Limitations of current study:
Despite our important results, our study has some limitations. We wish to increase the size of the sample with a multicentric analysis with few loss of view. Moreover, our patients have a different duration of treatment. We wish to realize a prospective study to have data of all patients at the same time of treatment. The last limitation is the absence of a multivariate analysis to exclude confusing factors.
Conclusion:
Kidney function was impaired in some patients receiving TFV for CHB. It should be monitored, particularly after 36 months and for those receiving TDF or diuretics.
Declarations Ethics Approval:
Ethical clearance number 2023/0779H/UBa/IRB was obtained from the Institutional Review Board of the University of Bamenda (Bamenda, Cameroon). After clear explanation of the study, risk and benefits, only participants who gave their consent were included in the study.
Administrative authorization:
Before the recruitment, we obtained the administrative authorization from the Centre Regional Delegation of Public Health, the general director of the Yaoundé General Hospital and the director of the Centre Médical la Cathédrale.
Consent To Participate:
We approached all the patients of our target population and explained the aim and procedure of the study to them.

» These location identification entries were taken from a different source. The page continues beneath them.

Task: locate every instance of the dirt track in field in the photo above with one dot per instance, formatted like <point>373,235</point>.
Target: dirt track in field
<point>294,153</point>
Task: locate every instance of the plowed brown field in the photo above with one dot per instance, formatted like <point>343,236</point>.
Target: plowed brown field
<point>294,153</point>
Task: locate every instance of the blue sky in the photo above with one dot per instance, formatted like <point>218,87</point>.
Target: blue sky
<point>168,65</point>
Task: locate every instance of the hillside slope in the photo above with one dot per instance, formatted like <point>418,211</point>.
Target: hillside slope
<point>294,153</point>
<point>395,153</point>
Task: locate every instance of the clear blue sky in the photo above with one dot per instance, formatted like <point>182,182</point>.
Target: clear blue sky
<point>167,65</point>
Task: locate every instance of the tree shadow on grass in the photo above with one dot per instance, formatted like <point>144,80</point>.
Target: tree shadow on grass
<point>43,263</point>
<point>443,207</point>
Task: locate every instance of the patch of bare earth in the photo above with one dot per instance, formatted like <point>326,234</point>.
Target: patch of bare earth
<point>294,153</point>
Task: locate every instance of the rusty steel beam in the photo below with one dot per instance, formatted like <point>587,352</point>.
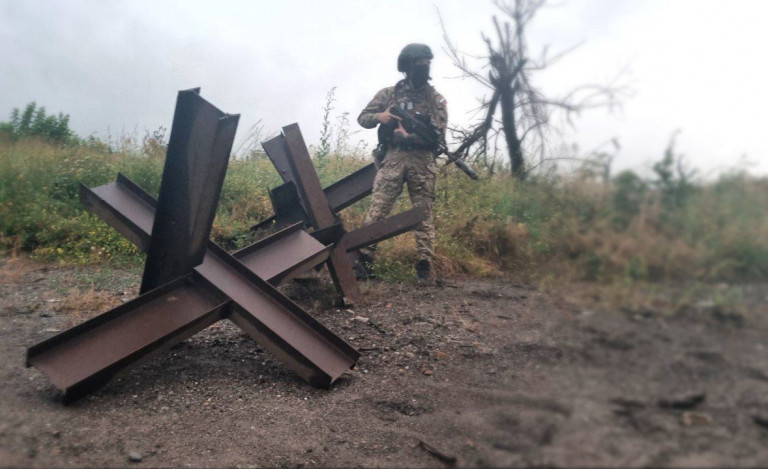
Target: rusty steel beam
<point>190,282</point>
<point>195,165</point>
<point>283,255</point>
<point>287,204</point>
<point>276,323</point>
<point>130,210</point>
<point>348,190</point>
<point>319,212</point>
<point>87,356</point>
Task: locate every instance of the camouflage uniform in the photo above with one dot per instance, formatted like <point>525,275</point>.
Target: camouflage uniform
<point>411,164</point>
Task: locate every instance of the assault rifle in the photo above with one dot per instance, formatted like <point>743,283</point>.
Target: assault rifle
<point>430,135</point>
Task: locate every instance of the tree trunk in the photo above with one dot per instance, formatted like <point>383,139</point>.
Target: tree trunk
<point>514,145</point>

We further explained the risk and benefits of the study to them. We then requested their consent to participate in the study. Those who accepted to participate gave their consent either verbally or signed the consent form.
Author contributions:
Ndjitoyap Ndam Antonin Wilson:designed the study protocol, wrote the manuscript.
Shu Sonia Charlsia Ewuo: investigator, collected data, wrote the manuscript.

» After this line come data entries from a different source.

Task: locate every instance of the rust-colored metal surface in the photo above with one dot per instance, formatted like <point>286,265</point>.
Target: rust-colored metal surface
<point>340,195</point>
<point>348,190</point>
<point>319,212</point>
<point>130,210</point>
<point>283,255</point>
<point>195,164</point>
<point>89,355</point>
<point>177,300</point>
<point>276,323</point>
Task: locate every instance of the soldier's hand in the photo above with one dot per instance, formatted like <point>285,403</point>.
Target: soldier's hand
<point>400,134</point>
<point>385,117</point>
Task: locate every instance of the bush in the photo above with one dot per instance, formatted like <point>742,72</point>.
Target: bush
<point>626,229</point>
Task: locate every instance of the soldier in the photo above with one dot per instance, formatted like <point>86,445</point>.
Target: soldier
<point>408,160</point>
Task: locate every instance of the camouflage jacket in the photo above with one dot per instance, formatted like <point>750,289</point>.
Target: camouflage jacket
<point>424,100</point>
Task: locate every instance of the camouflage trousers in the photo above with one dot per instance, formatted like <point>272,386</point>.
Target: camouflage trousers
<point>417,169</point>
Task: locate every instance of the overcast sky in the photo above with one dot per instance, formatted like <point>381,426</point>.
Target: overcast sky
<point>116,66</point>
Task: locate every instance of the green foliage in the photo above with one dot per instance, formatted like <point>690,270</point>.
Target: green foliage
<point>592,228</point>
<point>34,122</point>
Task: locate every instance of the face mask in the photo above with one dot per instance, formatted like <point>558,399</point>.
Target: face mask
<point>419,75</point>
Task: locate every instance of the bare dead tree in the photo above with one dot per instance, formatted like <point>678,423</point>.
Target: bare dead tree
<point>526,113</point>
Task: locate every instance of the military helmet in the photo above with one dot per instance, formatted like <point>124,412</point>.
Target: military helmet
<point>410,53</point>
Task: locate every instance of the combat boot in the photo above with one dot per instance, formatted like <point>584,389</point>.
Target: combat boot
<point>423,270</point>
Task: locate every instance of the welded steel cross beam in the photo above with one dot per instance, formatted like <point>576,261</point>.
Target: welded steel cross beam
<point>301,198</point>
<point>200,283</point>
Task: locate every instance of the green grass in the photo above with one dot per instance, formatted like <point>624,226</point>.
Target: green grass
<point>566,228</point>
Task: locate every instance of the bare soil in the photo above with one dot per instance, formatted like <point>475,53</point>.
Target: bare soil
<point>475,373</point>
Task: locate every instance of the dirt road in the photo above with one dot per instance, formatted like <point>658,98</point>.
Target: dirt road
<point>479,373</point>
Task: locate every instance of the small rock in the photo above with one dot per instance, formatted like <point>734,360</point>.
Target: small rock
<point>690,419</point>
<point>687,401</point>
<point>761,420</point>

Maimouna Mahamat: analyzed data.
Dang Babagna Isabelle: collected data.
Talla Paul: collected data.
Kowo Mathurin: analyzed data.
Ankouane Andoulo Firmin: worked as supervisor.
Ashutantang Gloria Enow: worked as supervisor.
Competing Interests:
The authors state that there is no conflict of interest.
Funding:
The authors state that they did not receive any fund for their study.